That all depends on your age, the amounts you contributed, the nature of the retirement plans and the hardships.
The IRS does recognize some exceptions to the early retirement penalty problem (see http://www.irs.gov/Retirement-Plans/Plan-Participant,-Employee/Retirement-Topics---Tax-on-Early-Distributions).
It may also be possible to setup a self-directed IRA, roll your retirement funds to this, and then access those funds for specific business purposes under properly structured vehicles. But doing this is not a do-it-yourself process by any means.
Depending on what direction you decide to go, you'll like need the services of an attorney to assist.
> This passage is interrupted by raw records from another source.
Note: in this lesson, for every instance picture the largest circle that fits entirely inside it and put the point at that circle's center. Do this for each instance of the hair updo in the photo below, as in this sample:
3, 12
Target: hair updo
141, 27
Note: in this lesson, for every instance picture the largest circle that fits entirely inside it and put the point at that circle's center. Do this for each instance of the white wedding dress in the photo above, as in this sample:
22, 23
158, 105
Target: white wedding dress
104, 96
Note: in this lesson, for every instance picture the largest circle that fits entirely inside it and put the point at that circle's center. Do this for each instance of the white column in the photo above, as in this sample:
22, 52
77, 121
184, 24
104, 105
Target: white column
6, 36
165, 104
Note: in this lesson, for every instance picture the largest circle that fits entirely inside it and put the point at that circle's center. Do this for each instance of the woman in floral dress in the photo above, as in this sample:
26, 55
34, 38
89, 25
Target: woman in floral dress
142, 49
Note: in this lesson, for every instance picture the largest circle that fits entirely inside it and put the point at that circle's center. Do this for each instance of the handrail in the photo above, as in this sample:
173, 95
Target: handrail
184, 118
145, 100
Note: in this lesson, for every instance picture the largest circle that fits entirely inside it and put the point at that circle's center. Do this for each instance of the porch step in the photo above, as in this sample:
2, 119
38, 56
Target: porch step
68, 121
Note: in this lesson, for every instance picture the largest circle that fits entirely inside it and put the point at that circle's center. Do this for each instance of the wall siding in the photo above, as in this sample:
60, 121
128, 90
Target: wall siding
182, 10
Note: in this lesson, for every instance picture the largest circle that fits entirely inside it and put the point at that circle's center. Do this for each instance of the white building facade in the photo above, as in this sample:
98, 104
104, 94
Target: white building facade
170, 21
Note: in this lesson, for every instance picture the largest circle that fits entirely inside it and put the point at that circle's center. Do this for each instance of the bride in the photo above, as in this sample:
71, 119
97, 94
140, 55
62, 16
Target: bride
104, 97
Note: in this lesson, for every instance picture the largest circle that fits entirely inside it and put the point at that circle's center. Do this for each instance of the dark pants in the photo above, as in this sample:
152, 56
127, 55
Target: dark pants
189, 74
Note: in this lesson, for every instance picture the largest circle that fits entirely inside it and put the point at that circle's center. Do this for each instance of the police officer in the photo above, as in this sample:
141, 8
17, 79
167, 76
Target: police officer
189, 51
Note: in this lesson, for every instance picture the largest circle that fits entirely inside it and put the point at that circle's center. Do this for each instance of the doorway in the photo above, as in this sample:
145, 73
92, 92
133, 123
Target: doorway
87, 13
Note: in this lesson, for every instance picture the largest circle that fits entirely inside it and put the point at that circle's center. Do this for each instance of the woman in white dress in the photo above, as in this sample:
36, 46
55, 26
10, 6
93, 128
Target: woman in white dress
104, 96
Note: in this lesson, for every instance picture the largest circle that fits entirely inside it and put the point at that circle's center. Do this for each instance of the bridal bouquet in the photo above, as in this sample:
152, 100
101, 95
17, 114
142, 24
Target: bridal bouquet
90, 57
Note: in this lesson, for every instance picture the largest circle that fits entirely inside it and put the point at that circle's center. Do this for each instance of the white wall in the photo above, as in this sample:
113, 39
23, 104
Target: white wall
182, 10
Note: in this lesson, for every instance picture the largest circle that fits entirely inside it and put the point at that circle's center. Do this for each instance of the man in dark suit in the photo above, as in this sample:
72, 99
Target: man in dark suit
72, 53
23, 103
Evan A. Nielsen is licensed to practice law in California and handles federal tax matters throughout the U.S. The information provided here is for educational purposes only and is not intended as legal advice for a particular matter. This response does not create any attorney-client relationship with the author. For specific advice about your particular situation, please consult an attorney.
The withdrawals will be subject to tax and possibly a 10% early withdrawal penalty. The IRS is pretty strict on waiving the 10% penalty based on hardship, and based on the minimal facts presented it doesn't seem you would qualify for a hardship withdrawal. You will want to speak with a attorney or CPA prior to withdrawing the monies so that you have a better understanding of the liabilities incur.